Title: Common Question about Police and Prison Abolition and Responses
Author: Dean Spade
Topics: abolition, police
Date: 2017
Source: Retrieved on 2020-06-08 from docs.google.com
Notes: Draft by Dean Spade, 2017. Many thanks to Mariame Kaba for giving feedback on this document.

What about the rapists?

Most sexual assault happens between people who know each other rather than the stranger serial rapist portrayed on TV. Most sexual assault is not reported, and most people who engage in it are not in prison, so ending prisons will not flood society with predators. Further, the power given to law enforcement agents, and the situations created by imprisoning people, produce high rates of sexual assault. Policing/prison is a source of sexual assault and not a solution. Because of the high rate of sexual violence in prisons, we are essentially sentencing people to judicial rape when we incarcerate them.

Bottom line: there are some rapists in prison, more rapists outside of prison. The prison is not a way to stop rape, the prison is the rapist.

What about the murderers?

Most people murder people they know well, often as part of complex family and relationship violence dynamics. TV makes us think prisons are full of murderers who would go on killing sprees if released. That is an inaccurate portrayal of how violence most commonly happens, and who is in prison right now. What we know is the people who commit murders are actually the LEAST likely to do it again. They have the lowest recidivism rates. Prisons kill people through medical neglect and nutritional deprivation. Police murder people of color with impunity.

Bottom line: Prisons and policing do not stop murder, the prisons and police are the murderers.

What about sociopaths?

TV shows popularly deploy the idea of “the sociopath”—a person incapable of feeling empathy—when representing serial murders. Disability justice analysis can help us think critically about how medical categories are deployed to create “monsters.” Do such people exist? Do some groups get targeted for such diagnoses by the white male psychiatry establishment? Does containing some small number of such people, if they exist, actually justify our gigantic racist prison and policing system? Have such people always existed, or does our society create trauma that produces them? If so, could we get to the root causes rather than maintaining a prison system in hopes of containing them, given all the damage that system does? Today, free, high quality mental health support is not available in the US, and prisons function as the largest mental health facilities in the country, yet utterly fail to deliver any effective mental health care.

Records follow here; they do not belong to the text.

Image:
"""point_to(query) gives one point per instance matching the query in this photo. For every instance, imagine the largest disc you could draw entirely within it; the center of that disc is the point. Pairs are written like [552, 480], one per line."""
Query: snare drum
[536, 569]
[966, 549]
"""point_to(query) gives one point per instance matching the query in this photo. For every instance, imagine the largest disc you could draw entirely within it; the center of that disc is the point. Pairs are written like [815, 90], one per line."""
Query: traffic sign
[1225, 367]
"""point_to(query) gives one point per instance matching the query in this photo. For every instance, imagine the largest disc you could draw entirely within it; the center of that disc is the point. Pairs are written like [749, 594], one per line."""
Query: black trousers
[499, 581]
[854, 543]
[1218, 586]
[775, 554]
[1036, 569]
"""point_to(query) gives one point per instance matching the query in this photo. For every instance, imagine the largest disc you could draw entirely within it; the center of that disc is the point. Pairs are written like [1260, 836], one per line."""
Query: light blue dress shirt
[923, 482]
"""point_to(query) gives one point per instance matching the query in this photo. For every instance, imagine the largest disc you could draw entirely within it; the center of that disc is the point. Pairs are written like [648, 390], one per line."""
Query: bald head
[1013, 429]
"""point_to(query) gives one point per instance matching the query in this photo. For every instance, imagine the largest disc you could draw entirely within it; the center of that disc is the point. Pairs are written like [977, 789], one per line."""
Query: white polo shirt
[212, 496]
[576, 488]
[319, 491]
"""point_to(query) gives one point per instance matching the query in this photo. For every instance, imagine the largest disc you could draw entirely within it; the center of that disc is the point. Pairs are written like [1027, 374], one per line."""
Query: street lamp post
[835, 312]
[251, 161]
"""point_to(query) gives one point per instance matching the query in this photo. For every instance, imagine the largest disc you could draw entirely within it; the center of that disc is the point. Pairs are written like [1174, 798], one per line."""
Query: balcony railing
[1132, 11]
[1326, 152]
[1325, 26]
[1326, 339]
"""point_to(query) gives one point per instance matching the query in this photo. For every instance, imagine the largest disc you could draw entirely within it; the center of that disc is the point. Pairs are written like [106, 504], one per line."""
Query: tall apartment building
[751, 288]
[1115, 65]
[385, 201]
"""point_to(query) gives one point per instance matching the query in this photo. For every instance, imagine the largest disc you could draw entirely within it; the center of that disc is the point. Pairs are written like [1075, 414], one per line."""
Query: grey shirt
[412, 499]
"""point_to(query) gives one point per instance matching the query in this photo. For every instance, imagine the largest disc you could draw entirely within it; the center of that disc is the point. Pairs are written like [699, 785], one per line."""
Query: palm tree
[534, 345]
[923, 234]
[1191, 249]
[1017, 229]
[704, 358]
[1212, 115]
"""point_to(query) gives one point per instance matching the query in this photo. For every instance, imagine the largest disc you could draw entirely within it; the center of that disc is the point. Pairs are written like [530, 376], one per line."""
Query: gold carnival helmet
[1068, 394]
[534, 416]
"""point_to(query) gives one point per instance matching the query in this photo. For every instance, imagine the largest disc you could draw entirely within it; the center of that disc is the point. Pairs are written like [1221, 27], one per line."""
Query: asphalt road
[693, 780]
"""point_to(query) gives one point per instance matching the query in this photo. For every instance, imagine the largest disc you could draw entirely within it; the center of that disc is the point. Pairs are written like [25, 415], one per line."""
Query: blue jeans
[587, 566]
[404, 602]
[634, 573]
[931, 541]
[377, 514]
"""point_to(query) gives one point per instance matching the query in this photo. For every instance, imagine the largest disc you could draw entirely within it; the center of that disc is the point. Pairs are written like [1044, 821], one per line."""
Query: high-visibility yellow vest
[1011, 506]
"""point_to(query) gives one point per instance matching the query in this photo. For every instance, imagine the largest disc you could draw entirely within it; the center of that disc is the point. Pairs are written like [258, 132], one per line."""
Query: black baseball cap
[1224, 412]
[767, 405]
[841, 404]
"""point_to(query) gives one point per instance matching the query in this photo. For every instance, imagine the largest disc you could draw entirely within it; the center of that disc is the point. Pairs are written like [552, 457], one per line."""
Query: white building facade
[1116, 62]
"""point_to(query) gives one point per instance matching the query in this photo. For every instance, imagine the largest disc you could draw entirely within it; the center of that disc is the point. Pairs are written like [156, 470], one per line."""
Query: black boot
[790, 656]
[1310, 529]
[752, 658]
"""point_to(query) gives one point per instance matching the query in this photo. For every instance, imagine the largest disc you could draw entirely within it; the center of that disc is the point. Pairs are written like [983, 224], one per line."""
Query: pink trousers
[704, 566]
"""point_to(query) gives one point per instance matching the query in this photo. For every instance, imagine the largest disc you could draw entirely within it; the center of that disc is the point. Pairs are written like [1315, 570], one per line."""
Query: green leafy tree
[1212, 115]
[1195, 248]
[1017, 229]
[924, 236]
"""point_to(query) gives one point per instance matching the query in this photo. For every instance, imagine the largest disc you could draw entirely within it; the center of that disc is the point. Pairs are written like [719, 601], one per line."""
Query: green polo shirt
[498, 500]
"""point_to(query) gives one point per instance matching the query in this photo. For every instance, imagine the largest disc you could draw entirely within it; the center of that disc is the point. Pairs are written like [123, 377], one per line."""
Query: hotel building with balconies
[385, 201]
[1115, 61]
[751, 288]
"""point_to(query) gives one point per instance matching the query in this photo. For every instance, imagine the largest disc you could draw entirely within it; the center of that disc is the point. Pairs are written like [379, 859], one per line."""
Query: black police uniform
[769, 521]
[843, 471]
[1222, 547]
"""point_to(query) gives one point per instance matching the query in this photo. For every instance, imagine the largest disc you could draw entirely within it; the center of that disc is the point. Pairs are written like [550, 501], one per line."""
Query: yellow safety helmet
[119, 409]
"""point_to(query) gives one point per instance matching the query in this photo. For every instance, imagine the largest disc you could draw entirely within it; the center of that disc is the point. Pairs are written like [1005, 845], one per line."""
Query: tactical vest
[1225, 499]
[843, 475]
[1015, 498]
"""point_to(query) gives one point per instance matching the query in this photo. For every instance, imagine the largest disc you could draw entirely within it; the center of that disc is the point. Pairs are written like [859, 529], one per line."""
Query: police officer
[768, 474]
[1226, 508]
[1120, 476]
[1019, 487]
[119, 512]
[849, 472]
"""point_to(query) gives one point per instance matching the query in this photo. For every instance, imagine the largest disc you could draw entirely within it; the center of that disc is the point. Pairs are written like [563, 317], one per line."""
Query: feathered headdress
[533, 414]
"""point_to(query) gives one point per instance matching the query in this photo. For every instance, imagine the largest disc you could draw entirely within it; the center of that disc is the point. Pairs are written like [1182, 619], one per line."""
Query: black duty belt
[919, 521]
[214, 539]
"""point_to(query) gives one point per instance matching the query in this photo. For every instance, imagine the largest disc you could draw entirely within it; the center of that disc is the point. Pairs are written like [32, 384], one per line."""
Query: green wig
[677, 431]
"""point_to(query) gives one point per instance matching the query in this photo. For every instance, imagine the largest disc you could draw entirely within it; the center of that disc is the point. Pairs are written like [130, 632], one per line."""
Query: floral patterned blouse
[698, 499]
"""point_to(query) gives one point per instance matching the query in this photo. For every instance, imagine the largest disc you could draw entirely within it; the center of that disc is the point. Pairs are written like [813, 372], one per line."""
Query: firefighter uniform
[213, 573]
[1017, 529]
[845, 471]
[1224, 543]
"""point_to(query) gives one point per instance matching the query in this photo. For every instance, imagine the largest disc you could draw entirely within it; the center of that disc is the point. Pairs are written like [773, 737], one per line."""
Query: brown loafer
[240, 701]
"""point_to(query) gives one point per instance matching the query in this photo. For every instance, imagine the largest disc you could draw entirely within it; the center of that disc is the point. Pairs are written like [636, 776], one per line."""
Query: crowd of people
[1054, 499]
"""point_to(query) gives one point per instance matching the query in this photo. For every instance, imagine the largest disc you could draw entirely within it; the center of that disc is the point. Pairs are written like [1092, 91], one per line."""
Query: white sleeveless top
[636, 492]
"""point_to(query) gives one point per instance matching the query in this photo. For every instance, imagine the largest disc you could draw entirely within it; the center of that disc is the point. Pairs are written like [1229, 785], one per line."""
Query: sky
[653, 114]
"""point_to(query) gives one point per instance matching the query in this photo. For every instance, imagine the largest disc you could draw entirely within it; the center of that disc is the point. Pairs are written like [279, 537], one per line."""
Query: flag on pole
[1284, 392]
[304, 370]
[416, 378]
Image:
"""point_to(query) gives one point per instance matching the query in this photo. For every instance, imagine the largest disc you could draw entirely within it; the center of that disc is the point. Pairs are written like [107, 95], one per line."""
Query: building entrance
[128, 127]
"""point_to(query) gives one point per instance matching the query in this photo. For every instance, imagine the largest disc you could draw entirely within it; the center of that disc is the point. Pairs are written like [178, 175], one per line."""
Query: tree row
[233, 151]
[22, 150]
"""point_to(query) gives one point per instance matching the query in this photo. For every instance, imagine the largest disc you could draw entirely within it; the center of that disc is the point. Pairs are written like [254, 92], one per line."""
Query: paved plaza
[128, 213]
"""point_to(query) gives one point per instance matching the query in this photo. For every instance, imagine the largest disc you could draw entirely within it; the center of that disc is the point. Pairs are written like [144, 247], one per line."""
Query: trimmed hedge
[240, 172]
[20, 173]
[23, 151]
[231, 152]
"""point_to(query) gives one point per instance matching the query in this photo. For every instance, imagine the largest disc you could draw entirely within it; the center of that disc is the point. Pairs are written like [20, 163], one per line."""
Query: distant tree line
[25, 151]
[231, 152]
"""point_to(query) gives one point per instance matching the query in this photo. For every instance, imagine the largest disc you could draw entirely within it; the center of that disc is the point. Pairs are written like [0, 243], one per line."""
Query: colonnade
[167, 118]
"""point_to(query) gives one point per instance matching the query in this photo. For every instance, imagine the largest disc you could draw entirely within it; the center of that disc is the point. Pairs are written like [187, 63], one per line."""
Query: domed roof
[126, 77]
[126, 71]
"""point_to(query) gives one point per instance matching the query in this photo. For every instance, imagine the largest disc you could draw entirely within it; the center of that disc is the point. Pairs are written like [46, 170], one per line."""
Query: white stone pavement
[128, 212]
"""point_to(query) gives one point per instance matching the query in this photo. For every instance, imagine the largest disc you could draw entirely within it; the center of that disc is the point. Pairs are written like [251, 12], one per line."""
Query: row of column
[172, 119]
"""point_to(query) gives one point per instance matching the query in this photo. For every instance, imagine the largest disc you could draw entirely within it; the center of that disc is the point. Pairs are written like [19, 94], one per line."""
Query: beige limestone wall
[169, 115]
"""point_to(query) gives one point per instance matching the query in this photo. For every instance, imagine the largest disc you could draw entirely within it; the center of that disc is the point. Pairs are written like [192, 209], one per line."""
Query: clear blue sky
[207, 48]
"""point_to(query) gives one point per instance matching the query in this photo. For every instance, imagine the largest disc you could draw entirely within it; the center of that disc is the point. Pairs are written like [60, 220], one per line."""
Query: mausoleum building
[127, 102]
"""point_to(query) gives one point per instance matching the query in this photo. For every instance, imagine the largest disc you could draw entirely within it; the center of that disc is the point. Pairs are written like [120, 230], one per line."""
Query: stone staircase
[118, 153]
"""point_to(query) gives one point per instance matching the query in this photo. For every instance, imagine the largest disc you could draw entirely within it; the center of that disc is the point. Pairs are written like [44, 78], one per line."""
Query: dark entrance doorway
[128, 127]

Bottom Line: We have to question TV portrayals of psychiatric illness, and focus on building community-based support for people with disabilities rather than putting people in cages.

What about the dangerous people?

TV cop shows make it seem like prisons are full of the serial killers, but prisons are full of people from vulnerable communities who were in desperate situations and engaged with drugs, property crimes or conflict with their friends, lovers or family. These people had a small impact, compared to CEO’s, bankers, law enforcement agencies, corporate polluters and politicians whose actions shorten the lives of thousands or millions of people. Are the people in prison the “dangerous people”? Being in prison has less correlation to dangerousness and more to race, poverty, and disability.

Bottom Line: People in prisons aren’t the dangerous people, people running racist, anti-poor, Earth-destroying systems for profit are.

This is unrealistic. It won’t happen.

The United States has the largest prison system that has ever existed on earth, and it is a very recent invention. The contemporary world and the history of humanity are filled with nothing but alternatives to this system. It is easy to believe that any system we have lived under and been fed propaganda about is permanent and essential, but human history shows that systems of state control are constantly collapsing and being invented and reinvented. It is actually unrealistic to believe that the current wildly harmful, resource-intensive aberrant, unpopular system of caging large numbers of humans will continue.

Bottom Line: If it can be built, it can be dismantled.

What about public safety?

Safety derives from healthy relationships with other people. Prisons are focused on isolation and therefore on fostering violence rather than safety. People are safe when they have what they need, when they are not desperate, when they have spaces to heal from trauma, and when traumas are prevented.

Bottom Line: We do need to build safety, and we can do that through making sure people have what they need and building connective relationships and communities, not cops and cages.